ColBERTv227 is an advanced retrieval engine that employs multi-vector representations to capture the contextual semantic nuances of token-level features through cluster centroids. It innovatively reduces the storage requirements of the multi-vector system by utilizing residual representations, which encode the differences between the original vectors and their approximations, thereby improving retrieval accuracy while optimizing space efficiency. Building on the original ColBERTv2 model, this version enhances its supervisory mechanism by incorporating residual compression techniques and distillation insights from cross-encoder systems, further refining its performance.
System design
The design of our system is fundamentally motivated by a profound consideration of domain-specific knowledge representation. In highly specialized fields such as rare diseases and cutting-edge medical research, relevant terminologies often exhibit extremely low frequency or complete absence in model training corpora. This data sparsity poses significant challenges for traditional vector databases (e.g., Chroma) in converting these specialized terms into semantic vectors, because the limited understanding of domain knowledge in pre-trained models and the out-of-distribution nature of these terms may lead to vector representations that do not accurately capture professional semantics. To address this, we innovatively incorporate Elasticsearch’s term-based search mechanism, which ensures that even the most recently emerged, hard-to-vectorize professional terms can be effectively retrieved and utilized to enhance the model’s generation capabilities.

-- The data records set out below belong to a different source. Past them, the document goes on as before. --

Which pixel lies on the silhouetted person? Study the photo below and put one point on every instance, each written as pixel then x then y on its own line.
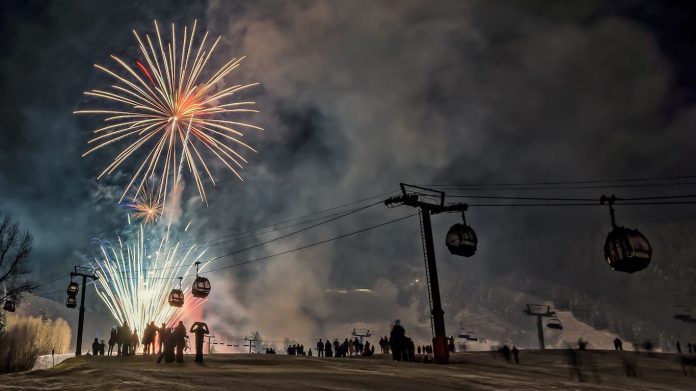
pixel 505 350
pixel 161 332
pixel 320 349
pixel 112 340
pixel 574 364
pixel 169 344
pixel 200 329
pixel 328 349
pixel 397 339
pixel 629 363
pixel 95 347
pixel 179 336
pixel 149 338
pixel 124 339
pixel 134 341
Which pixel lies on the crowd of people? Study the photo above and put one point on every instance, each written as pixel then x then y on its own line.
pixel 172 342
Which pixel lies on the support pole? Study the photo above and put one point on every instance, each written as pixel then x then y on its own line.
pixel 81 321
pixel 440 351
pixel 540 331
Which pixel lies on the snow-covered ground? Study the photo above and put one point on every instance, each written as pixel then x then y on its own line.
pixel 548 370
pixel 48 361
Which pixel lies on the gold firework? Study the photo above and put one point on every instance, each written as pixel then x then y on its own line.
pixel 146 205
pixel 171 112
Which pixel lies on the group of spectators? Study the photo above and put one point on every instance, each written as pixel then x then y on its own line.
pixel 172 341
pixel 347 348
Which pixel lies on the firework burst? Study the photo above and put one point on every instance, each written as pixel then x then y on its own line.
pixel 172 112
pixel 134 283
pixel 146 206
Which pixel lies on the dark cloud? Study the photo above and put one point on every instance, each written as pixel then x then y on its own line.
pixel 354 99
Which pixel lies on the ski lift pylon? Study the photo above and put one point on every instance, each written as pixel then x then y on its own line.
pixel 71 302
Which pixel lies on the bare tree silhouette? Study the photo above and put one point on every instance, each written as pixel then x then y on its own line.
pixel 15 247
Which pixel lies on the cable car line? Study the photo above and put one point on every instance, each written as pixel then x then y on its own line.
pixel 562 183
pixel 301 217
pixel 312 244
pixel 276 238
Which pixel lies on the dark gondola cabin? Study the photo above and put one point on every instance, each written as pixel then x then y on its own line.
pixel 555 323
pixel 627 250
pixel 176 298
pixel 461 240
pixel 9 306
pixel 201 287
pixel 73 288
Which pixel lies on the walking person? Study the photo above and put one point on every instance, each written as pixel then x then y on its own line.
pixel 397 339
pixel 112 340
pixel 180 341
pixel 124 339
pixel 95 347
pixel 320 348
pixel 200 329
pixel 161 332
pixel 327 348
pixel 134 342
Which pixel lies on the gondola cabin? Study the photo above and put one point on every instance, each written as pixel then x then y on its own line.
pixel 9 306
pixel 554 323
pixel 461 240
pixel 73 288
pixel 627 250
pixel 201 287
pixel 71 302
pixel 176 298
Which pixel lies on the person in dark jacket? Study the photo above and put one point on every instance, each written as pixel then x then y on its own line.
pixel 320 349
pixel 328 349
pixel 200 329
pixel 161 332
pixel 180 341
pixel 95 347
pixel 124 339
pixel 113 338
pixel 397 339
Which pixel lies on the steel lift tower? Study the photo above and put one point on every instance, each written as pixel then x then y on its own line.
pixel 430 202
pixel 85 273
pixel 540 311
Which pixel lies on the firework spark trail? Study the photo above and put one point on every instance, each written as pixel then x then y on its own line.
pixel 159 105
pixel 135 285
pixel 146 206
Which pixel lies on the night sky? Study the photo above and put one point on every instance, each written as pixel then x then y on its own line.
pixel 357 96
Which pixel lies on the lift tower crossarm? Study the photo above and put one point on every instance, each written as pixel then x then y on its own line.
pixel 81 271
pixel 540 311
pixel 415 196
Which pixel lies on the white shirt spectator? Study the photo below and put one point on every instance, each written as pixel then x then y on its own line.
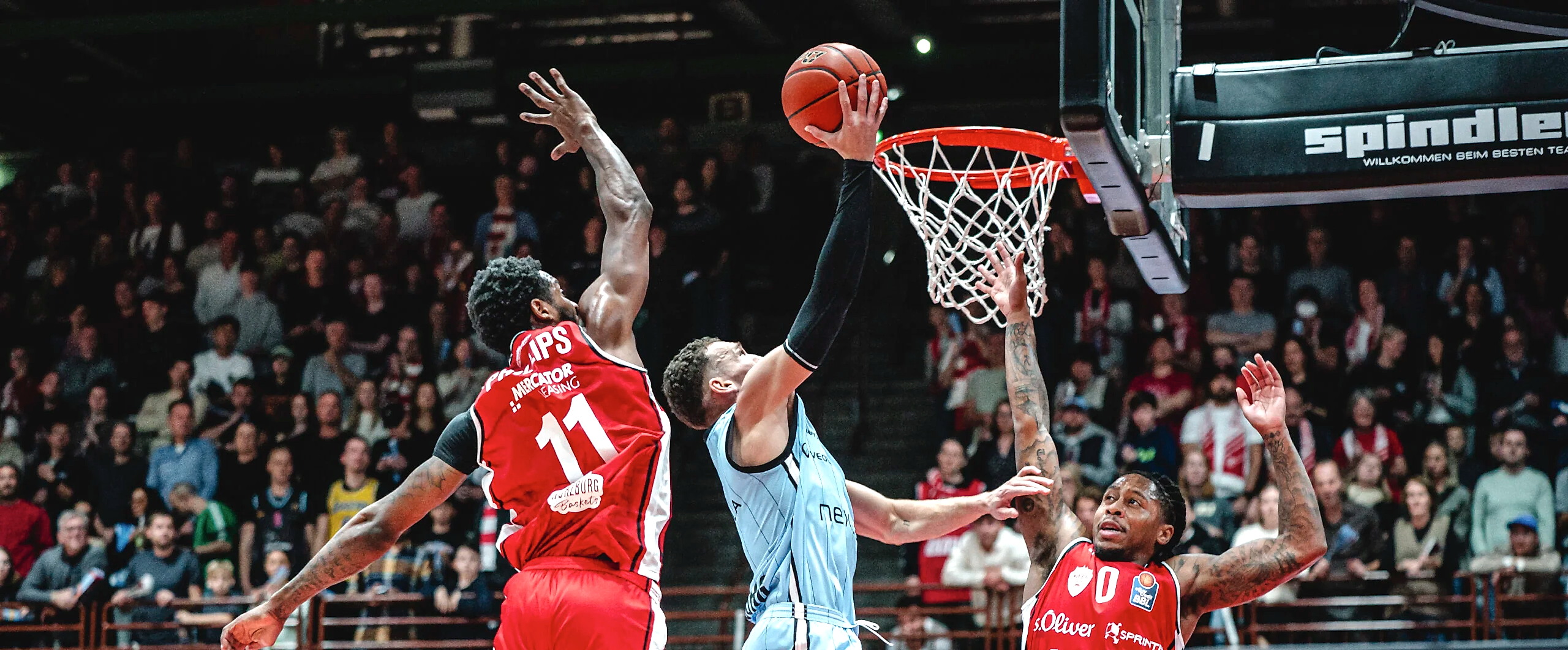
pixel 1224 435
pixel 211 368
pixel 970 559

The entire system in Fig. 1 is thoughtfully structured into 5 interconnected modules: Knowledge Base, Question, Retrieval, Generation, and Check. The Check module is responsible for validating the generated answer against the retrieved results to ensure consistency and accuracy. In unison, these 5 modules collaborate effectively to generate potentially accurate responses to every user inquiry, guaranteeing a fluid and efficient solution-finding process.
The Question module expertly handles the receipt and processing of healthcare-related queries from users through an interactive chat interface. The system permits users to type in free-form text and provides real-time feedback as the user types, ensuring a responsive and dynamic interaction. Once the user submits their question, it is transformed into a vector representation.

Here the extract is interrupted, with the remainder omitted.